In mid-September, my husband-the-good-deacon and I enjoyed an eight-day tour of Puglia. This quaint Italian wonderland is located on the southeast side of the big boot. After eating, exploring and eating even more, Mike and I questioned the wisdom of adding four additional days to our travel. Happy as we were with the tour, we were tired and wanted to go home. Still, while our fellow tourists boarded that plane back to O’Hare, Mike and I settled in on the smaller aircraft which would take us to Palermo, Sicily. Though the flight lasted less than an hour, fatigue dug in its heels. When our luggage appeared an hour after we landed, we were convinced that we were doomed to four days of misery. With that, we pulled our bags out of the terminal and headed outdoors. Amazingly, it took only a second to spot the young man who was waving and smiling broadly as he called our names. In an instant, our fatigue faded. Mike and I bubbled with joy as walked to Francesco and the four memorable days which awaited us.

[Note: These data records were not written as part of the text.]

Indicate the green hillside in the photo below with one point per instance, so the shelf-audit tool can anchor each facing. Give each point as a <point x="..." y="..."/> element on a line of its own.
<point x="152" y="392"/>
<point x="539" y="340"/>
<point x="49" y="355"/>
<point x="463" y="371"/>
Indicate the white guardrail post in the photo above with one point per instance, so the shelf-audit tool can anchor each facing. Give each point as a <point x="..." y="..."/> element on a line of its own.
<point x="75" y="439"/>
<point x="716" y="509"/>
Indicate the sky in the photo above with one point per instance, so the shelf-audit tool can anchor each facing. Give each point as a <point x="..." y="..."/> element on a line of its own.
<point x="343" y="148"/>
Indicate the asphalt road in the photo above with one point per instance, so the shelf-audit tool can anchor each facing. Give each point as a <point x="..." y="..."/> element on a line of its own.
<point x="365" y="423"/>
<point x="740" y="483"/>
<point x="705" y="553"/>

Mike met Francesco a few years ago via Facebook and a recommendation regarding his work. The two have communicated all the while via private messages and WhatsApp chats. During this time, Francesco completed a genealogy search for us. Francesco’s enthusiasm suggested that he was as pleased as we were with the results. It was as though Mike’s Sicilian family had become Francesco’s long lost relatives as well. Throughout our time together, this impression proved accurate. Amazingly, while our hopes regarding this visit to Mike’s grandparents’ village were abundantly fulfilled, it was an unexpected encounter in a nearby town which best illustrates the tone of our time in Sicily and the amazing friendships which have resulted.

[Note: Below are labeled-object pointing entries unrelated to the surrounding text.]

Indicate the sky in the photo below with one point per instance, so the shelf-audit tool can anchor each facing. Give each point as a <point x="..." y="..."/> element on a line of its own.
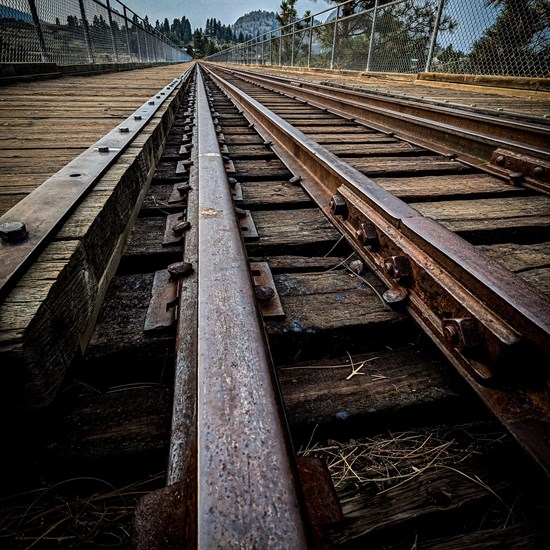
<point x="198" y="11"/>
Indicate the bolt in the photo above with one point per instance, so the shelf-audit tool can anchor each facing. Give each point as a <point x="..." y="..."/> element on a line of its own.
<point x="13" y="232"/>
<point x="338" y="206"/>
<point x="397" y="267"/>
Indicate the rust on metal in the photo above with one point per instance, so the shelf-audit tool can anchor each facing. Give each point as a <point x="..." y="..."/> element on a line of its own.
<point x="519" y="166"/>
<point x="262" y="276"/>
<point x="452" y="289"/>
<point x="247" y="495"/>
<point x="48" y="206"/>
<point x="161" y="313"/>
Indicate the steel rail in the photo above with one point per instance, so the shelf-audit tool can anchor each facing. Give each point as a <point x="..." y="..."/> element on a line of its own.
<point x="483" y="317"/>
<point x="510" y="149"/>
<point x="34" y="219"/>
<point x="247" y="495"/>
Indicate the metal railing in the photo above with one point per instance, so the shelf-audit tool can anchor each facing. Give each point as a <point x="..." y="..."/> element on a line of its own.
<point x="70" y="32"/>
<point x="510" y="38"/>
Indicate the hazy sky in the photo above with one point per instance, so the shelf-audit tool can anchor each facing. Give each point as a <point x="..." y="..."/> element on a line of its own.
<point x="198" y="11"/>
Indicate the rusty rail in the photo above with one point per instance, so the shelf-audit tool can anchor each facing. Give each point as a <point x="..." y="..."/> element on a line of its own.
<point x="246" y="487"/>
<point x="514" y="150"/>
<point x="483" y="317"/>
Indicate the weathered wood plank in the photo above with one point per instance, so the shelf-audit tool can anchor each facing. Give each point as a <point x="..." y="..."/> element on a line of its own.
<point x="330" y="313"/>
<point x="302" y="231"/>
<point x="274" y="194"/>
<point x="442" y="187"/>
<point x="391" y="381"/>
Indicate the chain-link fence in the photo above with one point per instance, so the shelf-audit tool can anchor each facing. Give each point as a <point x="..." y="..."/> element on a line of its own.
<point x="70" y="32"/>
<point x="496" y="37"/>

We spoke about this impending trip with our friends Mary Lou and Dave. Mary Lou shared that her aunt and uncle live in a town close to Mike’s grandparents’ home in Altofonte. On a whim, Mike asked for their address thinking that we might find the time to greet this elderly couple and their daughter. When we mentioned the possibility to Francesco, he promised to make this happen. While Francesco confirmed the directions to Casteldaccia, Mike called Mary Lou to ensure that we’d be welcomed and that we wouldn’t frighten her family. With that, we made our way into their neighborhood. We soon discovered that the house numbers had recently changed and that the address we had was no longer accurate. Fortunately, it was early evening and many of the locals were sitting outdoors. When Francesco asked a gentleman if he knew where Paolo and Maria lived, I noticed a woman a few doors down. She poked her husband and said, “Paolo e Maria?” Sure enough, we’d found Mary Lou’s family!

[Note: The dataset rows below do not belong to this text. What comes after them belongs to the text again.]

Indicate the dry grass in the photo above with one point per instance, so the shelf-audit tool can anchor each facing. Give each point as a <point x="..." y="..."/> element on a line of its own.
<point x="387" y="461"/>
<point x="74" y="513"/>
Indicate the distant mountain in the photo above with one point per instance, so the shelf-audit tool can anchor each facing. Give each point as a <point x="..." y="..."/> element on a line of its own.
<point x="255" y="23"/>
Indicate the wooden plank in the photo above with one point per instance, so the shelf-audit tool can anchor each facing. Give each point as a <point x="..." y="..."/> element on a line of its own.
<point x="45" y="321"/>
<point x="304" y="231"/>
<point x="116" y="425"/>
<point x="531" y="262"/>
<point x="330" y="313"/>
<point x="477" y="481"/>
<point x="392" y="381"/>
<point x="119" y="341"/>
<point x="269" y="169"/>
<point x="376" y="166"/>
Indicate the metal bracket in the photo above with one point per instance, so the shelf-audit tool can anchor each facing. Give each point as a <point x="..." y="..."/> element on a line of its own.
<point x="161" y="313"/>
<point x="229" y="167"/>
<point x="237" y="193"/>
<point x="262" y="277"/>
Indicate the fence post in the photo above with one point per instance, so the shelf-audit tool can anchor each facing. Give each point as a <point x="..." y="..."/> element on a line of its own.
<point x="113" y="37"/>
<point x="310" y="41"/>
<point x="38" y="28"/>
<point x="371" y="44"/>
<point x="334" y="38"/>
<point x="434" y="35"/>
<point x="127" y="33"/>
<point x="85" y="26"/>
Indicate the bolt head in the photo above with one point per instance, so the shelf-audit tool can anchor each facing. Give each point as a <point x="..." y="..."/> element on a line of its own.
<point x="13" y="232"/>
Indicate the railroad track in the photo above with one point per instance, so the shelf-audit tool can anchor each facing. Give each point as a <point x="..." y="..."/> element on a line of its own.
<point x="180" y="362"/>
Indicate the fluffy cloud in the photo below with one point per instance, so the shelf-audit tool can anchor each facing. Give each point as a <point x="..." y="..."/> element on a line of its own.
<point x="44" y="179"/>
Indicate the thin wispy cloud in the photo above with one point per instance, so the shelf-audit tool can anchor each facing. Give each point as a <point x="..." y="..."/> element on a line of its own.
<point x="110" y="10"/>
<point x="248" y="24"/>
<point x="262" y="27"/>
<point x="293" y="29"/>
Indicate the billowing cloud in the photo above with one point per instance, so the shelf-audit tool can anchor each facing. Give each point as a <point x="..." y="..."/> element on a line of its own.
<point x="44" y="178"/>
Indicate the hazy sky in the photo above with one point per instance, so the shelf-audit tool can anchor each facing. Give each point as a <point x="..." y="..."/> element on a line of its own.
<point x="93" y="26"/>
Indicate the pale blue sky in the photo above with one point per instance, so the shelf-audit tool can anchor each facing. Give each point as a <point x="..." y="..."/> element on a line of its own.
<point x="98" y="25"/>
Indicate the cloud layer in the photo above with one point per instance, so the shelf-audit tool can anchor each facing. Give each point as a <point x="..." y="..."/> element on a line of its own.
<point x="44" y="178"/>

While Francesco explained our presence, I pulled out my cell phone and retrieved a photo of Mary Lou, Dave and their kids. Before Francesco could complete his explanation, Maria jumped up to greet us. After I shared the photo with her, Maria ran (Yes, she ran!) into the house to get her daughter Angelina. Francesco explained for us that we were so close, we simply had to bring our greetings, smiles and hugs to Mary Lou’s family. Though we were a little nervous about this encounter, it took only seconds for Mike and me to feel that we were among family. We smiled all the while as we shared news regarding Mary Lou and Dave, Valerie and Ryan. Francesco documented this visit with photographs and a video of the hugs I collected for Mary Lou and her family. As for me, I’ve fulfilled my promise to bring those hugs and a full account of our time together all the way home to Gurnee.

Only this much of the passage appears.